You will design, implement, and mature enterprise-wide observability capabilities across hybrid on-premises and cloud environments.
Responsibilities
Develop and maintain the enterprise observability reference architecture covering logs, metrics, traces, events, dashboards, and alerts.
Lead the design and implementation of observability solutions supporting hybrid multi-cloud and on-premise environments.
Establish standards, governance, and reusable frameworks for telemetry generation, ingestion, correlation, storage, and visualization.
Architect and administer large-scale log aggregation platforms such as Splunk across on-prem and cloud deployments.
Required Skills
5+ years of hands-on experience with enterprise-scale log aggregation platforms, including architecture, deployment, and administration of tools like Splunk.
5+ years of experience using automated configuration management and IaC tools, including Ansible and Terraform.
2+ years of experience with APM tools such as AppDynamics or Dynatrace, covering end-to-end application visibility.

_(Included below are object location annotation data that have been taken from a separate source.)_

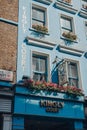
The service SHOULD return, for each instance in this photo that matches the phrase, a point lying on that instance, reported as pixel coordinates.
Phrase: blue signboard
(48, 107)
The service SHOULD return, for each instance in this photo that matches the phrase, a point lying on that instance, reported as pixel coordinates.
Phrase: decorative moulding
(70, 50)
(48, 2)
(40, 42)
(64, 6)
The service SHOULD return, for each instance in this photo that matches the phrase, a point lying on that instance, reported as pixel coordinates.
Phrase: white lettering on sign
(6, 75)
(23, 61)
(24, 20)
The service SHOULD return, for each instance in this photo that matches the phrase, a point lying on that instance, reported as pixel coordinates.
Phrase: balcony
(65, 5)
(49, 89)
(66, 1)
(48, 2)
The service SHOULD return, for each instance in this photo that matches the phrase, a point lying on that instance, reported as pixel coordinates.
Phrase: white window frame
(85, 29)
(78, 71)
(72, 22)
(41, 8)
(48, 65)
(84, 2)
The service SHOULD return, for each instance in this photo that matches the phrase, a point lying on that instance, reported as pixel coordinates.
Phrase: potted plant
(69, 35)
(40, 28)
(67, 1)
(84, 6)
(51, 87)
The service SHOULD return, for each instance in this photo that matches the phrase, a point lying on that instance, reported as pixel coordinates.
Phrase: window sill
(65, 6)
(39, 32)
(48, 2)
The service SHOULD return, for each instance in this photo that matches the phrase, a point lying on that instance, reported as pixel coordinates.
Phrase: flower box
(84, 6)
(69, 35)
(51, 87)
(67, 1)
(40, 28)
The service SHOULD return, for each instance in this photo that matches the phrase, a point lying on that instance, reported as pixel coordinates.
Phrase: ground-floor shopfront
(44, 111)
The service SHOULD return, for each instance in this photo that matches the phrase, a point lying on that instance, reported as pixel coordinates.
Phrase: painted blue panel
(18, 123)
(20, 104)
(31, 106)
(78, 125)
(24, 90)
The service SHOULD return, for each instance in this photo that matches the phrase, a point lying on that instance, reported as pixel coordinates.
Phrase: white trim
(71, 19)
(42, 8)
(65, 7)
(83, 14)
(48, 60)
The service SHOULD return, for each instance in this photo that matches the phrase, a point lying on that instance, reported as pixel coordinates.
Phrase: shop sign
(6, 75)
(51, 106)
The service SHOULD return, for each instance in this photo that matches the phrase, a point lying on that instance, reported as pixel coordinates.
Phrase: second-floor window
(38, 16)
(39, 64)
(66, 24)
(68, 74)
(84, 4)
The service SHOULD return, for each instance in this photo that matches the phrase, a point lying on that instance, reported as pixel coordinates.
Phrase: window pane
(72, 70)
(66, 23)
(37, 22)
(39, 67)
(42, 65)
(86, 28)
(38, 14)
(73, 82)
(35, 64)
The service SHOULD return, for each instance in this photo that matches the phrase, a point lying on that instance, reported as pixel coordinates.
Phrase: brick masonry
(9, 9)
(8, 47)
(8, 35)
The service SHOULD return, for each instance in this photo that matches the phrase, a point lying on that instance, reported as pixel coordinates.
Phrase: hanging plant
(69, 35)
(40, 28)
(67, 1)
(52, 87)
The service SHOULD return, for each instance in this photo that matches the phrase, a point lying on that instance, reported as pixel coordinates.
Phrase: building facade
(50, 59)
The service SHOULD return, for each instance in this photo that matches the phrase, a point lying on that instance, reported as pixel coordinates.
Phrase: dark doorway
(1, 122)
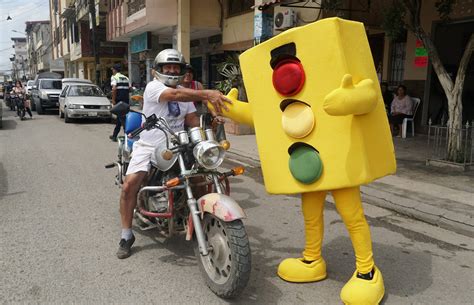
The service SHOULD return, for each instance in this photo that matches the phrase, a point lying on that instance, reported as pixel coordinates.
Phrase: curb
(421, 211)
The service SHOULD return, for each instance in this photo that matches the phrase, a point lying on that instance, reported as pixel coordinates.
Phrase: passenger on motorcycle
(120, 93)
(164, 98)
(20, 94)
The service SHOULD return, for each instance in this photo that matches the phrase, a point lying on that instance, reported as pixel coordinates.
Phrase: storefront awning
(266, 4)
(237, 46)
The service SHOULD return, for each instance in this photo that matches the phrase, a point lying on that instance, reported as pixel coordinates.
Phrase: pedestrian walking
(120, 93)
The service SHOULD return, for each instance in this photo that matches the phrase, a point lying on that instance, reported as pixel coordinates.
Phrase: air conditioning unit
(283, 18)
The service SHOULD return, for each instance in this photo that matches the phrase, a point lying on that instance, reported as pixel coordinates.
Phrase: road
(60, 231)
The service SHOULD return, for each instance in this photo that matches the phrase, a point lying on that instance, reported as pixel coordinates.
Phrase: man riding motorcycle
(164, 98)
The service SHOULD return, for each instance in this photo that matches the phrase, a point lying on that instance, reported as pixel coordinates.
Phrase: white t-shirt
(152, 104)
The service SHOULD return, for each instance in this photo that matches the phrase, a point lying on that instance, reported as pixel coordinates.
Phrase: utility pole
(95, 49)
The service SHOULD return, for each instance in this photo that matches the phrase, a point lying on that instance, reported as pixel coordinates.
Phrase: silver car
(82, 100)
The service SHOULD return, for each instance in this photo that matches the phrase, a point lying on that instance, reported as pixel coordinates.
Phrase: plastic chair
(416, 103)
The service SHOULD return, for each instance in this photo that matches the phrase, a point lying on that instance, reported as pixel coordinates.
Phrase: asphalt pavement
(60, 230)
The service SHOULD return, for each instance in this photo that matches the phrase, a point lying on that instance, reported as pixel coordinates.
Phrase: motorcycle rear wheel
(227, 267)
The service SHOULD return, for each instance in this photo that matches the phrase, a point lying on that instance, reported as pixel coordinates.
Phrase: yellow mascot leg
(366, 284)
(312, 266)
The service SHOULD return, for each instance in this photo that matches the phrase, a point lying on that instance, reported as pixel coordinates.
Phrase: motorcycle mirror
(167, 154)
(120, 109)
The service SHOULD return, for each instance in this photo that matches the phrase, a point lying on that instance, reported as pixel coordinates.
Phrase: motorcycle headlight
(209, 154)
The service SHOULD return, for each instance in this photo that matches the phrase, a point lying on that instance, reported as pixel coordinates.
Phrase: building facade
(397, 62)
(149, 26)
(19, 59)
(39, 49)
(80, 42)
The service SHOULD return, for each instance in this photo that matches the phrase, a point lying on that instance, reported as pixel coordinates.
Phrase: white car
(29, 86)
(83, 100)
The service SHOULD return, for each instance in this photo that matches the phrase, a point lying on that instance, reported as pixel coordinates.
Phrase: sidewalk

Strong understanding of cloud infrastructure and cloud-native monitoring technologies across AWS, Azure, or GCP.
Familiarity with OpenTelemetry, distributed tracing, and service mesh observability.
Expertise in designing dashboards, KPIs, and alerting strategies aligned with business SLIs/SLOs.
Experience with Network Performance Monitoring tools and methodologies.
Experience collaborating with DevOps, SRE, cloud engineering, and application teams in large enterprises.